Inspired by a building site, these flexible circuits are filled with tiny holes — allowing stress fractures to form in a controlled manner.

Gareth Halfacree
4 years agoHW101 / Wearables
Inspired by a construction site, these flexible circuits are seriously durable. (📷: Lee et al)

Researchers at the Daegu Gyeongbuk Institute of Science and Technology (DGIST) have discovered a method for making flexible thin-film electronic circuits considerably more durable — by filling them with thousands of tiny holes.

Flexible printed circuit boards are fantastic inventions, particularly in the wearables field: Rather than needing a flat section of a device to hold the electronics, you can curve them — and even actively bend them in use. The latter feature, however, is tempered with the fact that repeated bending introduces weaknesses and tiny cracks into the circuit - eventually causing it to fail.

"We happened to be passing by a construction site when we saw steel plates with holes, often used in construction," says Professor Jae Eun Jang of the inspiration behind his team's solution to the flexible circuit problem. "We knew that these steel plates with holes are used to reduce stress.

"We thought that this method could also be a solution in the micrometer world and, based on this idea, we began conducting experiments. Our devices were able to maintain conductivity up to 300,000 bending cycles, which means that they can be bent over 80 times a day for 10 years."

The solution, directly inspired by those steel plates: Micrometre-size holes drilled through the flexible circuit board in a zig-zag pattern.
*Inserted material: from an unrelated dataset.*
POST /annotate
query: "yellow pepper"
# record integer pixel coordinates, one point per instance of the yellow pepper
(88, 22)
While it does nothing to prevent the tiny stress cracks from forming in the first place, it ensures that they can only spread between two adjacent holes — in much the same way ripstop nylon prevents rips from spreading the length of the material.

While the researchers haven't discussed a timescale for getting the technology into production, they have indicated that it would be easy for manufacturers to adopt the approach using equipment already used for display manufacturing.

The team's work has been published under closed-access terms in the journal ACS Applied Materials & Interfaces.